VACCINE DELIVERY
Mucosal vaccines eliciting 100% sterilizing immunity agaoinst respiratory viruses
Why NovochizolTM ?
- Capacity to formulate all classes of vaccines: proteins, nucleic acids, viruses and virus-like particles
- Protection of antigens against degradation in extracellular environments
- Endocytosis of Novochizol::antigen complexes leading to increase in antigen presentation on APC cells
- For injectable vaccines: bioadhesion to tissues for prolonged and sustained antigen exposure to sentinel cells
- For mucosal vaccines: strong mucoadhesion, decreasing mucociliary clearance
- For mucosal vaccines: ability to open tight junctions between epithelial cells of the mucosae
- Chitosan-mediated enhancement of overall immune responses.
Research and Development
Novochizol™ hemagglutinin intranasal vaccine with 100% efficacy
BALB/c mice were vaccinated against H5NB either through intramuscular injection with H5 hemagglutinin with aluminum hydroxide ( IM group) or via intranasal administration of a Novochizol-based H5 formulation ( IN group).

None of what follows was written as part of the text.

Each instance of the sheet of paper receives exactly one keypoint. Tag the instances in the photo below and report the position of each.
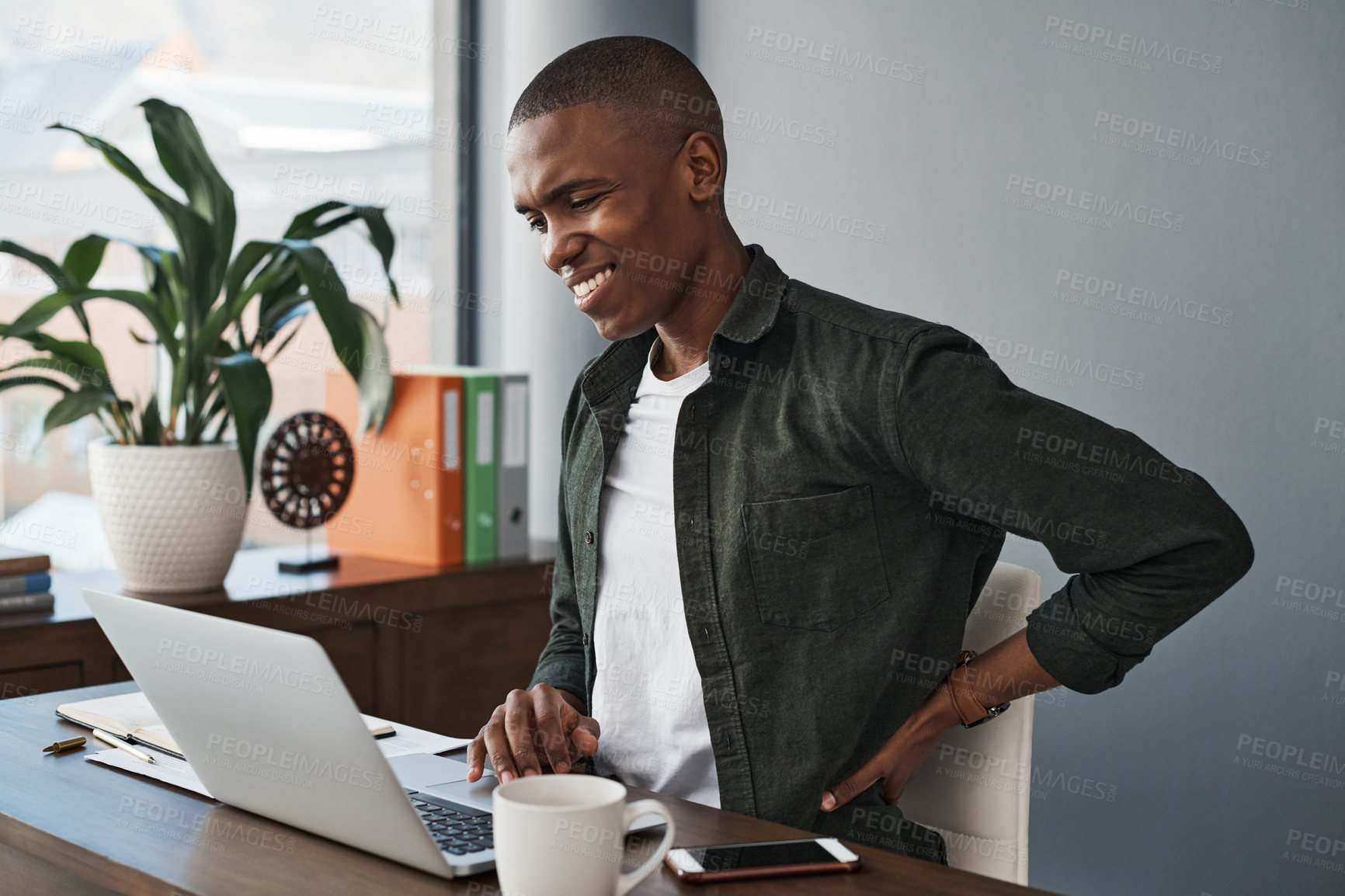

Upon exposure to live H5N8, mice in the IM group developed high blood titers of specific antibodies (blood titer: 13770) with 90% survival, but mice in the IN group developed low blood titers of specific antibodies (blood titer: 1778) with 100% survival.

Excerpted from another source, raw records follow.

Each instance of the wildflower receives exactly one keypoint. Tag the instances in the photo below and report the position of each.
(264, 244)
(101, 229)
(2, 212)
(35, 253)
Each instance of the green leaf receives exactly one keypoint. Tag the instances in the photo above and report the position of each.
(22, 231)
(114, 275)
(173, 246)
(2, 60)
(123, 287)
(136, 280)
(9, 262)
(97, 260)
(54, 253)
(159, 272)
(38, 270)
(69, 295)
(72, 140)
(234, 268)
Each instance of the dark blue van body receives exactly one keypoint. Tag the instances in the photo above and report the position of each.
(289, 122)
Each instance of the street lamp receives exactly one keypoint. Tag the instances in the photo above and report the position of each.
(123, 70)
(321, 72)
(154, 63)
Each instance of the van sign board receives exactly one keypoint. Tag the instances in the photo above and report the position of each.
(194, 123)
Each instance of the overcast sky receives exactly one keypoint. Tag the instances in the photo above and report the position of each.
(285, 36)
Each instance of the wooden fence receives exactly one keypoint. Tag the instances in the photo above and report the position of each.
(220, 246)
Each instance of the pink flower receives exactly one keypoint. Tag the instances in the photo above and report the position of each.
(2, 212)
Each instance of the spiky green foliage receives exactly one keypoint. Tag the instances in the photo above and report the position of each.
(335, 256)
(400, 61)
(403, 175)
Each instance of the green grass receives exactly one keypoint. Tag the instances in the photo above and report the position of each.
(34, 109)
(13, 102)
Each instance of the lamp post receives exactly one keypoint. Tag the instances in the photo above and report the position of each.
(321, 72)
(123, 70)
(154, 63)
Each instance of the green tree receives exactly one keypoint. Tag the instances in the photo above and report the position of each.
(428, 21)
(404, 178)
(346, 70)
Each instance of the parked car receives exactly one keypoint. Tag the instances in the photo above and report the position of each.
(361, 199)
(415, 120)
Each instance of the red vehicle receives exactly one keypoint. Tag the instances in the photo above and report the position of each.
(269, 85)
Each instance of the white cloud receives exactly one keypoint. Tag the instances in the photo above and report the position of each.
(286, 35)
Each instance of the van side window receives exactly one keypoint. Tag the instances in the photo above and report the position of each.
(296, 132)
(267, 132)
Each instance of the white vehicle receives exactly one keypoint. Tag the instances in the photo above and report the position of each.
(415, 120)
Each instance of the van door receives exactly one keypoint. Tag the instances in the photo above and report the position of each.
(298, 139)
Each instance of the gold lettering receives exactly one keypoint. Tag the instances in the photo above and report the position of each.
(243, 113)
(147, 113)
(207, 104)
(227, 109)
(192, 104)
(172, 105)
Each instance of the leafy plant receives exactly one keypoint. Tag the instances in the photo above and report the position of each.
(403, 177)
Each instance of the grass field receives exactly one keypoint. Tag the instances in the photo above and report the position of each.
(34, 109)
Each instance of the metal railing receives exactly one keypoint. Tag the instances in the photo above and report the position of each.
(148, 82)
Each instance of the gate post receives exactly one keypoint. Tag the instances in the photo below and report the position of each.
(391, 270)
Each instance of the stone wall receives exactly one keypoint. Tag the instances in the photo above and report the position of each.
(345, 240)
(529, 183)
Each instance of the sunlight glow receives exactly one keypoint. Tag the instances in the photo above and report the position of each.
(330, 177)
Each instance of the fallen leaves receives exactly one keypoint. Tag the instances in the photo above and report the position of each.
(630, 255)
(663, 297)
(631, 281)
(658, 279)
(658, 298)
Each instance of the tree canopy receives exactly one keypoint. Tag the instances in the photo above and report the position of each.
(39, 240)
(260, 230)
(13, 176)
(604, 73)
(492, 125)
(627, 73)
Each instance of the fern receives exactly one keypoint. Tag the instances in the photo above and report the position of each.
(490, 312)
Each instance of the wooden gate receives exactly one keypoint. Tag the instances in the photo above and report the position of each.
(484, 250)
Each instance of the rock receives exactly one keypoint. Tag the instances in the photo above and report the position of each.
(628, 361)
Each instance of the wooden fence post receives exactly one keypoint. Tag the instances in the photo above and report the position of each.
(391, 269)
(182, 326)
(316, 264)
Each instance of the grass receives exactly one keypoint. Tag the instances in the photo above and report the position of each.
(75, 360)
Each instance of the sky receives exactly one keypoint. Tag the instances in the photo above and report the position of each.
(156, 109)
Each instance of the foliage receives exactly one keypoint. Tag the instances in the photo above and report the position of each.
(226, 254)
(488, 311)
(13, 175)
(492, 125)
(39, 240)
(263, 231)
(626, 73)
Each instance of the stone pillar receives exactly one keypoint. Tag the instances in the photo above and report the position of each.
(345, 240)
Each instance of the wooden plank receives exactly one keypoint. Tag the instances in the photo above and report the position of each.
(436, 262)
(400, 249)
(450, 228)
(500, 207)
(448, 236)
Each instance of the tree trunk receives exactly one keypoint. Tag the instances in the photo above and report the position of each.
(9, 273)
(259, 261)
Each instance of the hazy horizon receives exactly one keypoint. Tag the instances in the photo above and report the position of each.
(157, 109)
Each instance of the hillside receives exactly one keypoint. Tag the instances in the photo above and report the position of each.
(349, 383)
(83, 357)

Novochizol™: an effective adjuvant for intramuscular vaccines
BALB/c mice were vaccinated against H5NB through intramuscular injection of H5 + Seppic ISA 70 (S group) or of a Novochizol-based H5 formulation ( N group). Total blood titers of specific antibodies in the N group were equal or superior to that of the S group.
Novochizol™ protects labile proteins from degradation
In the context of a collaborative research project with the EPFL on the formulation of anti-cancer immunotherapies we have demonstrated that interleukin-2, a labile cytokine with a half -life of less than 5 minutes in vivo, retained its biological activity in vitro when formulated with Novochizol™ for at least 6 weeks. Extended preservations and protection were also observed with Botulinum toxin in vitro and in vivo and with poly-Arginine in vivo.
Novochizol™ -based vaccines elisit immunity regardless of route of administration
Recombinant Influenza A/H5 hemagglutinin formulated with Novochizol™ was administered either via intramuscular injection (IM) or intranasally (IN) to BALB/c mice. After 2 immunizations, specific antibodies were detected in the blood in both the IM group ( blood titer: 26730) and the IN group ( blood titer: 13770).